И все же, проходя мимо рабочих мест коллег и видя, как они начинают или, наоборот, заканчивают рисовать очередную страницу комикса или концепт персонажа, Генри порой вспоминал мазню, цветные карандаши и изуродованный линиями отчаяния журнал. А потом, умываясь холодной водой, чтобы прийти в себя, рассматривал собственные руки — они так когда-нибудь смогут? Вытирая их, признавал — нет.
В двадцать один, когда родители Оскара уже перестали быть Генри опекунами, а друзья отца из волшебных помощников превратились в равных собеседников, Генри смотрел презентацию первого iPhone; этот iPhone, говорил воодушевленный Оскар, перевернет мир, превратит каждого второго в нарцисса, наслаждающегося собственными фотографиями, сделает пороки еще ярче и привлекательней и, может, не сейчас, но в будущем отберет работу у фотографов. Генри не соглашался. Говорил, что работу — как знать — это только облегчит, что мир продолжает дышать, меняться, и вот он, глоток так необходимого свежего воздуха, подарок от волшебника в строгой черной водолазке. Оскар слег с простудой, и вместе им презентацию посмотреть не удалось. Генри, налив чашку крепкого кофе, восхищался в одиночестве, чувствовал в воздухе искрящееся волшебство, наполняющее мир, и слышал ликование сотен тысяч, на миг заглушившее крик мировой агонии.
Анестезия — вот что подарил волшебник миру.
Генри захотел свою. Понял, что не сможет без нее никогда, как бы ни помогали другие обезболивающие: книги, работа, девушки.

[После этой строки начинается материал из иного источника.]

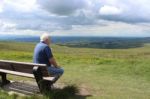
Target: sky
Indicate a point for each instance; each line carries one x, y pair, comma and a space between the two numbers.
118, 18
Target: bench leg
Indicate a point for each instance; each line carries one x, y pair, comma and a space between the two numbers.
4, 79
42, 84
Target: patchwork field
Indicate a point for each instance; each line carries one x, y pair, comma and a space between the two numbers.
104, 73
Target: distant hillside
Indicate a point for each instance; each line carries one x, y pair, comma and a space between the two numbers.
86, 42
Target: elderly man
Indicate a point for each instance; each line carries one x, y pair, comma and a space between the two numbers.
43, 55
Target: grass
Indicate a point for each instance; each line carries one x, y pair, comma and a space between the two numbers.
105, 73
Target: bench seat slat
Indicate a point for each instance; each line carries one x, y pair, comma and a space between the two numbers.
25, 74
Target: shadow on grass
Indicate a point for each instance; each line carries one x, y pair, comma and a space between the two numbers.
68, 92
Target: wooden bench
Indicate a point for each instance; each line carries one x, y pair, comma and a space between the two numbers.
37, 71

Однажды Генри, засидевшись над очередным проектом — промофото новой линейки комиксов и рекламным роликом к экшен-фигуркам, — не услышал звонка Оскара. Добравшись наконец до новенького айфона, увидел три пропущенных вызова. Перезвонил, выслушал типичную наигранную тираду, сказал: «А теперь давай к делу» — и услышал просьбу обязательно встретиться вечером, желательно пораньше, в какой-нибудь забегаловке — дорогие рестораны, заявил Оскар, ему осточертели. Они выбрали одну из миллионов бургерных — хозяин каждой обещал, что мясо у него самое сочное и натуральное, а хлеб самый мягкий, не чета великим «Макдоналдсам» и «Бургер Кингам», где давно подают помои в красивой обертке, — и до самого вечера Генри все гадал, что же Оскар собирается рассказать. Каждый раз при встрече Генри расспрашивал его, куда он устроился после университета, работает по специальности или нет, а тот отмахивался и лукаво улыбался, становился один в один Чеширским Котом — это банальное сравнение Генри всегда веселило — и говорил, что ушел в вольное плаванье, зато готовит кое-что грандиозное, такое, за что Генри вновь назовет его богохульником, зато вся Америка — сперва хотя бы Нью-Йорк — возблагодарит.

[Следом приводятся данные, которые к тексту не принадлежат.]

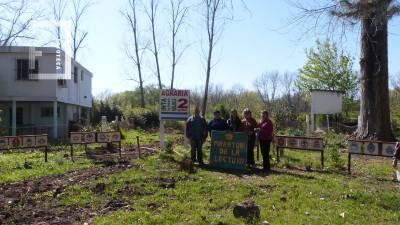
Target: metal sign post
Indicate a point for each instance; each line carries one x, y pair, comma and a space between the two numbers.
174, 106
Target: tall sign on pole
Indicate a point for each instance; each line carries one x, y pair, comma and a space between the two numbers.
173, 105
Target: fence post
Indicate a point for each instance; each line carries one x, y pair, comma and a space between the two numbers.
137, 137
184, 137
327, 122
162, 135
104, 128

Оскар, по обыкновению, опоздал: Генри почти успел допить полчашки горького кофе. Оскар тут же кликнул официанта — молоденького прыщавого парня. Заказал два стакана колы и пару бургеров, сказал, что он, щедрая душа, угощает.
— Ты сам на себя не похож, — улыбнулся Генри.
— А ты должен этому только радоваться. — Оскар тяжело дышал, облокотившись о спинку стула. Расстегнул верхнюю пуговицу рубашки. Непривычно было видеть его в деловом костюме. — А то иногда мне кажется, что из того мальчика — любовника Достоевского я тебя перевоспитывал впустую! Видишь, я оказался провидцем. С другим нравом мы бы оба сейчас погибли, упали на дно и ползали бы где-то по помойкам на заднем дворе вот такой вот забегаловки. Я тебе всегда говорил, что Господь ценит нас, развратников и богохульников.